- Born: c. 1889 County Limerick, Ireland
- Died: 7 June 1921 (aged 32/33) Mountjoy Jail, Dublin, Ireland
- Cause of death: Execution by hanging
- Occupation: Railway worker
- Known for: Executed IRA volunteer : One of The Forgotten Ten

= Patrick Maher (Irish republican) =

Irish republican (c.1889–1921)

Patrick Maher (c. 1889 – 7 June 1921) was a member of the Irish Republican Army executed in Mountjoy Prison. He was 32 years old at the time of his death.

==Background==
A native of County Limerick, Maher was hanged along with Edmond Foley for his alleged involvement in the rescue of Seán Hogan at Knocklong Railway Station on 13 May 1919 in which two Royal Irish Constabulary (RIC) officers were killed.

==Trial and execution==
Unlike Foley, Maher had no direct involvement in the rescue. He merely worked at the station grading poultry and eggs and he was at a crossroads three miles away at the time of the ambush. Maher strongly protested his innocence. Two civilian juries failed to reach a verdict. He was finally convicted of involvement by a military court-martial and sentenced to death.

In a final message to other members of the IRA, Foley and Maher wrote:

Fight on, struggle on, for the honour, glory and freedom of dear old Ireland. Our hearts go out to all our dear old friends.

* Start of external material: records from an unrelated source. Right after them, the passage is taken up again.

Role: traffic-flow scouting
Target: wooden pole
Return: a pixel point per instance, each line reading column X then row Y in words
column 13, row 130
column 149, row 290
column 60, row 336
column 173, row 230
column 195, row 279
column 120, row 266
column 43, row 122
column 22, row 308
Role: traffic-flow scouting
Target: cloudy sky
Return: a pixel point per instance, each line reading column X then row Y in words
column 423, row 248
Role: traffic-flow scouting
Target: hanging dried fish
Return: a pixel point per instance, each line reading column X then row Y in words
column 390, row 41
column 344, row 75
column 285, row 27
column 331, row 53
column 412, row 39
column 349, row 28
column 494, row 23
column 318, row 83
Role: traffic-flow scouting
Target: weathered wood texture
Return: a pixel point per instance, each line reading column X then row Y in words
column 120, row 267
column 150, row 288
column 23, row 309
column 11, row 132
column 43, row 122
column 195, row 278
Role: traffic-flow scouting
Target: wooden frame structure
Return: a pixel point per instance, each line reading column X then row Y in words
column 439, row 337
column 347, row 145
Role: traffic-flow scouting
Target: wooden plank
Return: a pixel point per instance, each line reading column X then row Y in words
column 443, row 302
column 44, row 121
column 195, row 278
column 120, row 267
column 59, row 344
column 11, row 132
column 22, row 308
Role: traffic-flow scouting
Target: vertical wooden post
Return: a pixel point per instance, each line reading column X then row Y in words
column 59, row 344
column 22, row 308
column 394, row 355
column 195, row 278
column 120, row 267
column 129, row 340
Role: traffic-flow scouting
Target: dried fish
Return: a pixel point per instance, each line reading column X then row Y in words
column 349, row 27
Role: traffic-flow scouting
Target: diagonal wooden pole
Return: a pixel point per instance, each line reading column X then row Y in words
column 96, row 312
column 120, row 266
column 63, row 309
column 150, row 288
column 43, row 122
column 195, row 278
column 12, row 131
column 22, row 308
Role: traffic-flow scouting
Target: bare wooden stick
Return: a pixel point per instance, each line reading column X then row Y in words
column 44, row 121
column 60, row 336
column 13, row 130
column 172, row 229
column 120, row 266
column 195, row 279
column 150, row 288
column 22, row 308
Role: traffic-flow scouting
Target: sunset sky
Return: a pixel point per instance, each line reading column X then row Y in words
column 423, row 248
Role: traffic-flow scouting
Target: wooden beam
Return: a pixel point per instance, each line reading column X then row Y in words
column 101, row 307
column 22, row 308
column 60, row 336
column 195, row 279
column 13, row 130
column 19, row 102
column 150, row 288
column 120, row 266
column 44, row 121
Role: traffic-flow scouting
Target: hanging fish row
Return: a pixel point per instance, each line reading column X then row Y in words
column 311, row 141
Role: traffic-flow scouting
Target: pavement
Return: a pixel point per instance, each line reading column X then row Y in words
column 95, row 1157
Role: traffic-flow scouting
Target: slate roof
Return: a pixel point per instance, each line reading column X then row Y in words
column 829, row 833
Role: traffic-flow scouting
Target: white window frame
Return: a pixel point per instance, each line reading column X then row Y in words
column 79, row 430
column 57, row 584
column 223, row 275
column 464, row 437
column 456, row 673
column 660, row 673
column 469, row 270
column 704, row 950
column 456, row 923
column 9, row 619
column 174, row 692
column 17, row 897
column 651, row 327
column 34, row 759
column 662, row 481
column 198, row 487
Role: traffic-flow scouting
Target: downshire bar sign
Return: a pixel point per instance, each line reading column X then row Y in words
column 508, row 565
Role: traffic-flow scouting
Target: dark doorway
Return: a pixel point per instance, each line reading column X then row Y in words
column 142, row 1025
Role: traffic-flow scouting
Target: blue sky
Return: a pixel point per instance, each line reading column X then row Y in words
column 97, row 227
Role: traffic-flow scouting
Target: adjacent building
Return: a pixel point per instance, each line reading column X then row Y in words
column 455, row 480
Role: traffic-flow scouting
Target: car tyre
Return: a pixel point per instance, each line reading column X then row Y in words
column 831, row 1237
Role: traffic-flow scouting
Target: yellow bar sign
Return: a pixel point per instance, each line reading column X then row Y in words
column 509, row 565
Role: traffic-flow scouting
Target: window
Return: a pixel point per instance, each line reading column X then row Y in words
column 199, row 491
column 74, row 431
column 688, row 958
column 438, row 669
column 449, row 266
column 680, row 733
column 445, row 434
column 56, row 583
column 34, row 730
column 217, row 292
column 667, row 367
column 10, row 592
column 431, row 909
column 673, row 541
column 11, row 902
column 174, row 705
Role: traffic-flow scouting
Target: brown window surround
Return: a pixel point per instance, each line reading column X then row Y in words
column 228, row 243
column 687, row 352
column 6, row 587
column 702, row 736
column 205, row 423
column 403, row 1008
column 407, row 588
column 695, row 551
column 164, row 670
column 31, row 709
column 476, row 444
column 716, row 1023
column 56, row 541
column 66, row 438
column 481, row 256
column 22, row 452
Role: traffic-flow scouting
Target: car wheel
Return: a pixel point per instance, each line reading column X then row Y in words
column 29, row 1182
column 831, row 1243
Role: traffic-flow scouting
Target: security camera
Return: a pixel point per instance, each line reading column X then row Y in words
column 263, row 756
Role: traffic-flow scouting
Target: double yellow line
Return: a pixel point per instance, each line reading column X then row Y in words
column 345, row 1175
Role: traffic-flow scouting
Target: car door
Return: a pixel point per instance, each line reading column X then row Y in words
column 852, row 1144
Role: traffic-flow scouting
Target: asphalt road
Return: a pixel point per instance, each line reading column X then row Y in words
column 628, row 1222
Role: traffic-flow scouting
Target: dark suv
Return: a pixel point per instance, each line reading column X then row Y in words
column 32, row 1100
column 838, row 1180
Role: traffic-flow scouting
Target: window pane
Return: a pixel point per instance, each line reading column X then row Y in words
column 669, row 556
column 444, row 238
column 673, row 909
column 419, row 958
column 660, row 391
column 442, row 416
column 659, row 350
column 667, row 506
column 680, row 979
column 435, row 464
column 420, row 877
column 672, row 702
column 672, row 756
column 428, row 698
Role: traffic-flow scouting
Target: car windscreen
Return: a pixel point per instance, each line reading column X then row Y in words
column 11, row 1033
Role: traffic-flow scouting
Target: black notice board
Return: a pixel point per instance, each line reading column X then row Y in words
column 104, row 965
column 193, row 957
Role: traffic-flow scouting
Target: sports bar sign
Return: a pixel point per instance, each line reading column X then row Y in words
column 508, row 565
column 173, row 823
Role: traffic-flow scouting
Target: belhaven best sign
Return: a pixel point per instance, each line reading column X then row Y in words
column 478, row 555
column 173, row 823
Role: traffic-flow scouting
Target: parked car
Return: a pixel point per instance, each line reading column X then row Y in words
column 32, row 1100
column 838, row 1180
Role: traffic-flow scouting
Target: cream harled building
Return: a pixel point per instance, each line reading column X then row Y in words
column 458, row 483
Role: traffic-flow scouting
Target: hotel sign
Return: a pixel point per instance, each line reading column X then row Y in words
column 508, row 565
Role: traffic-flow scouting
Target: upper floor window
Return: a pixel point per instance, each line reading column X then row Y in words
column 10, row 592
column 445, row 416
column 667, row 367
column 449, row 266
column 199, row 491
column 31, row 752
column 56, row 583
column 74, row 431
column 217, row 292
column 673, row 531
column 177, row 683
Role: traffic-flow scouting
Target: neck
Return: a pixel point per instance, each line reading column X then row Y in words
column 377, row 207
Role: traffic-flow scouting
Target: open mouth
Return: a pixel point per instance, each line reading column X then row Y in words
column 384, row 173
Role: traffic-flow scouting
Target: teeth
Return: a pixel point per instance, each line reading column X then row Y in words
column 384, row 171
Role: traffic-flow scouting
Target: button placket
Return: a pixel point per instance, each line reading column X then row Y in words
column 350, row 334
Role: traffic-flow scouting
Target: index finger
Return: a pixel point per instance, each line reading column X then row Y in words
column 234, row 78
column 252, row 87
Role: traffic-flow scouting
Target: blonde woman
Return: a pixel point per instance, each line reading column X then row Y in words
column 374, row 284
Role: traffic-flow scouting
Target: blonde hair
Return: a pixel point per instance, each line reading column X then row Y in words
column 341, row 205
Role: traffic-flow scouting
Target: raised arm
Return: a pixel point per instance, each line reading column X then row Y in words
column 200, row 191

Our souls go to God at 7 o'clock in the morning and our bodies, when Ireland is free, shall go to Galbally. Our blood shall not be shed in vain for Ireland, and we have a strong presentiment, going to our God, that Ireland will soon be free and we gladly give our lives that a smile may brighten the face of 'Dear Dark Rosaleen'. Farewell! Farewell! Farewell!

==Reinterment==
Maher is one of a group of men hanged and buried in Mountjoy in the period 1920–21, commonly referred to as The Forgotten Ten. In 2001 Maher and the other nine, including Kevin Barry, were exhumed and given a full State funeral.

He is the only one of the ten men not to be buried in Glasnevin Cemetery, Dublin. In accordance with his wishes and those of his family, he is buried at Ladywell Graveyard in Ballylanders, County Limerick.